What Does This Mean For Missouri Employers?

A Right-to-Work law exempts a worker from the current legal requirement to pay dues to a union as a condition of employment. Previously, under Missouri law, if a workplace has a union, then all employees must join the union (if they are not already members) as a condition of employment and must remain members of the union in order to remain employed. In other words, union membership is a condition of employment.

In a Right to Work State, a union can still be established in a workplace if a majority of the employees agree to union representation; and, once established, the union then acts as a representative of all employees. The major difference is that union membership is not a condition of employment. In other words, employees do not have to join the union (or pay union dues) in order to work for the Company.

Therefore, starting August 28, 2017, employees in Missouri cannot be required to join a union or pay union dues as a condition of employment

Missouri’s Minimum Wage to Increase January 1, 2017

Missouri employers, mark your calendars.  On January 1, 2017, Missouri’s minimum wage will increase from $7.65 per hour to $7.70 per hour.

Under the Missouri minimum wage law, the Missouri minimum wage must be adjusted on an annual to account for inflation.  This adjustment is made based on the change in the July reading of the Consumer Price Index (CPI) from one year to the next.

During the one-year period from July 2015 to July 2016 , there was a 0.4% increase in the CPI, which, under Missouri law, causes Missouri’s minimum wage to increase by $0.05.

The Missouri Department of Labor has published the new 2017 minimum wage poster, which is available here.

DOL Partnership regarding worker misclassification — 34 States and Counting

Thirty-five states have agreed to “team up” with the US Department of Labor to investigate worker misclassification. Is your state one of them?

In 2015, Department of Labor launched an initiative to combat the misclassification of employees as independent contractors. As a part of this initiative, the Department of Labor sought to partner with the state agencies and agree to share information and conduct joint investigations regarding independent contractor misclassification. To date, 35 states have entered into a memorandum of understanding regarding worker misclassification issues.

These states are:

  • Alabama
  • Alaska
  • Arkansas
  • California
  • Colorado
  • Connecticut
  • Florida
  • Hawaii
  • Idaho
  • Illinois
  • Iowa
  • Kentucky
  • Louisiana
  • Maryland
  • Massachusetts
  • Minnesota
  • Missouri
  • Montana
  • Nebraska
  • New Hampshire
  • New Mexico
  • New York
  • North Carolina
  • Oklahoma
  • Oregon
  • Pennsylvania
  • Rhode Island
  • South Dakota
  • Texas
  • Utah
  • Vermont
  • Virginia
  • Washington
  • Wisconsin
  • Wyoming

What does this mean for employers in these states?

Employers in the above-listed states should expect collaborative efforts between their state agencies and the Department of Labor during a investigation into potential employee misclassification as the state and the Department of Labor will share information.
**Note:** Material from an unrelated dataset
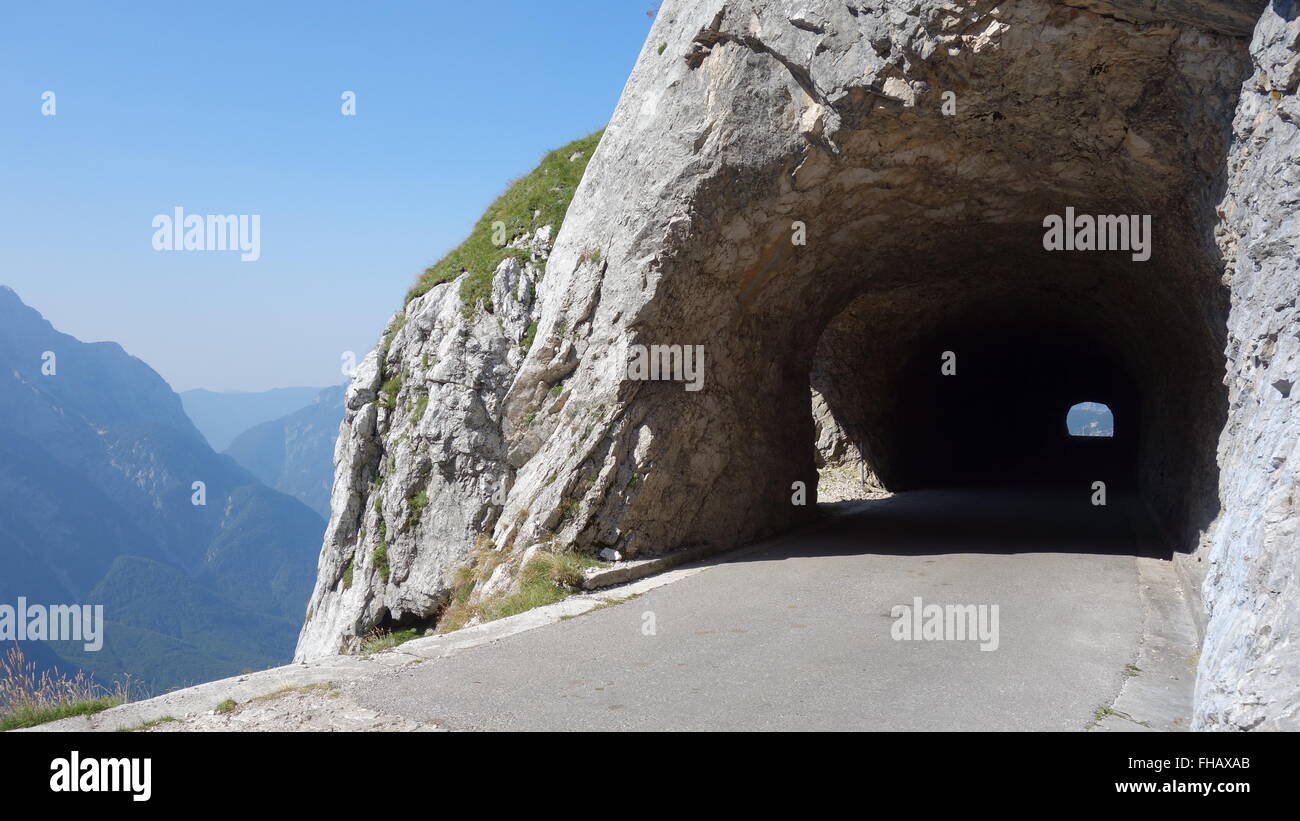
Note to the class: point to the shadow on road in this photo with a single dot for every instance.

This could lead to simultaneous, multi-agency investigations into worker classification. It is recommended that companies have qualified legal counsel review any existing independent contractor arrangements. In addition, before entering into an independent contractor relationship, speak with an HR Professional or qualified legal counsel to verify that the worker truly is an independent contractor.

New Missouri Law Prohibits Cities From Establishing Minimum Wage Rates

On September 16, 2015, the Missouri legislature overrode Governor Jay Nixon’s veto of House Bill 722, a measure that, among other things, prohibits Missouri cities from raising the local minimum wage. This new law prohibits a “political subdivision” of Missouri (e.g. a city, county, etc.) from establishing a local minimum wage that might exceed the Federal or State requirements. However, this new law does not preempt any local minimum wage ordinance that was in effect on or before August 28, 2015.